Allah, tam on beş yüz yıl önce, "...dillerinizin ve renklerinizin ayrı olması O'nun ayetlerindendir.." (ve başka hiçbir şey için değil) sadece "birbirinizi tanıyıp kaynaşasınız diye sizi milletlere ve kabilelere ayırdık.." diye seslenmişti. Ama insan zalim ve cahildi. En sık işlediği günahlar ise fıtratı bozmak, Allah'ın işaret ettiği kovulmuş ve kınanmış Şeytan ile yetinmeyerek ve çoğu zaman mazlum "ötekilerden" sahte şeytanlar üretmek ve mütemadiyen putlar icat etmekti.
Allah'ın Elçilerini ve hatta Allah'ın bizzat kendisini bile putlaştıracak kadar haddini aşan insanın O'nun ayetleri olan renkleri ve dilleri putlaştırması ise insanlığın en eski günahlarından biridir. Ancak bu günah tarihin hiç bir döneminde, modern zamanlarda olduğu kadar sofistike ve bir o kadar da zalimane işlenmemişti.

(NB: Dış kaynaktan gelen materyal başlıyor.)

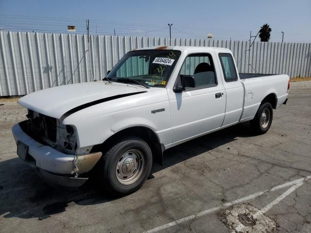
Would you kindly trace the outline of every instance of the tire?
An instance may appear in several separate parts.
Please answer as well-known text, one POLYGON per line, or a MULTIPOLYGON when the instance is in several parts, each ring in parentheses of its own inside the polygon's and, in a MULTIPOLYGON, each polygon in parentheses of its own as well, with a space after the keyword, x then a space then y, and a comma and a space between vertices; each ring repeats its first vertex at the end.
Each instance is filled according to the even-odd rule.
POLYGON ((272 105, 269 102, 265 102, 260 105, 255 117, 250 121, 251 127, 257 134, 265 133, 271 126, 273 118, 272 105))
POLYGON ((124 195, 138 190, 148 178, 152 153, 140 138, 120 139, 101 158, 97 166, 101 187, 110 193, 124 195))

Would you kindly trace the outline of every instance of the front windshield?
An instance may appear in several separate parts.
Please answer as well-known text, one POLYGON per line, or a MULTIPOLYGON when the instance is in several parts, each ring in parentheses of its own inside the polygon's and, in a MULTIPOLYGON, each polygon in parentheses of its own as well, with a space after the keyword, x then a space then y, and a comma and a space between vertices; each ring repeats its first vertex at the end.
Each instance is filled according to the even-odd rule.
POLYGON ((112 82, 135 79, 149 86, 165 86, 180 56, 175 50, 140 50, 126 53, 107 77, 112 82))

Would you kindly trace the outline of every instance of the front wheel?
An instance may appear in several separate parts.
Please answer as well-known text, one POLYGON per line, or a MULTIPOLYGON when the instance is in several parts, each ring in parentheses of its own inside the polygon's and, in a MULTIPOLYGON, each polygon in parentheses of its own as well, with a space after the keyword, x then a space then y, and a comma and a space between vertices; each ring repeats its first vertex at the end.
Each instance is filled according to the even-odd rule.
POLYGON ((119 140, 101 159, 97 167, 101 184, 112 192, 129 194, 138 189, 149 175, 152 154, 138 137, 119 140))
POLYGON ((260 105, 255 117, 251 120, 251 126, 256 133, 265 133, 270 128, 273 118, 272 105, 269 102, 265 102, 260 105))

Bir rengin, bir dilin, bir coğrafyanın ve hatta bir dinin putlaştırılması, kaçınılmaz olarak diğer bütün renklerin, dillerin, coğrafyaların ve dinlerin şeytanlaştırılmasını gerektiriyordu. Ve artık şeytanın varlığına ve bir mefhum olarak şeytanlık kavramına da inanmayan modern putperest, şeytanlaştırdıklarına, şeytan dememek için, "öteki" demeyi tercih ediyordu. En çabuk şeytanlaştırılan/ötekileştirilen ve yasaklananlar ise yakında olanlardı. Çünkü en yakındakiler en tehlikeli olanlardır. Allah "uyarmaya yani diriltmeye en yakındakilerden başla" diye seslenmişti ya, her şeyi tersyüz eden insan da yok etmeye en yakınındakilerden başlayacaktı.
Birinin şeytanlaştırdığı "öteki" dil, renk, coğrafya veya din, kısa bir süre sonra, kimliğini bu dil, renk, coğrafya veya din üzerinden üretenlerin/üretmeye mahkum edilenlerin "put"u oluyordu. Çünkü değişmez bir insanlık yasasıydı; "iktidar bizi neremizden yaralarsa, orası bizim kimliğimizdir." İktidarlar da sanki bunu ispatlamak ve gerçekleştirmek için sürekli aynı yere, benliğimizde açtıkları o yaraya vuruyorlardı. Onlar vurdukça yaramız kimliğimiz, bir süre sonra da putumuz oluyordu.